O ano que seguiu-se à separação instalou-se nos ossos com todo o envelhecimento que até então não o havia atingido. Desnecessariamente, pois contava com recursos razoáveis advindos das vendas esporádicas que intermediava, buscou abrigo numa pensão em região de má fama, perto da rodoviária. Quarto úmido, dois banheiros mal conservados no final do corredor, pagamento quinzenal, religiosamente atendido em dinheiro miúdo, pois receava demonstrar a alguém suas possibilidades financeiras. Ali José Fredo coexistia com prostitutas rumo à aposentadoria, desocupados de diversas estirpes e pretensos honestos em fim de carreira. Pensava que desse modo evitaria pedidos de pensão de sua ex-mulher e seguia a rotina de emoções planas, sem sustos nem horizontes, e sem suspeitas do abrupto que o aguardava.

Foi o funcionário público exonerado, vindo de Caxias do Sul, que descreveu o cotidiano do falecido para o repórter que apareceu assim que a polícia terminou os levantamentos necessários.

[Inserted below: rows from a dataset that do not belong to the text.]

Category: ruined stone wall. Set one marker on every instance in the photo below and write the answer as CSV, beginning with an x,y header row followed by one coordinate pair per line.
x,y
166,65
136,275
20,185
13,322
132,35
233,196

Não havia muito para compor a trama esperada pelo ruivo de caneta ansiosa. O senhor do penúltimo quarto falava pouco, mas era educado com todos os moradores - fixos e flutuantes - sem dar maiores indícios dos acontecimentos por trás da porta verde musgo. Todas as quintas-feiras, saía com os lençóis acomodados na sacola da lavanderia próxima dali junto com a mulher de idade indefinida que o visitava nas quartas à noite e ficava até a manhã seguinte. Como nesta semana ela não apareceu, o caxiense do andar térreo opinou suicídio por desgosto afetivo. Já sua vizinha bisbilhoteira falava de um assassino em série, que vinha para assolar a decadência do bairro. Cada qual fantasiava conforme seus próprios fantasmas.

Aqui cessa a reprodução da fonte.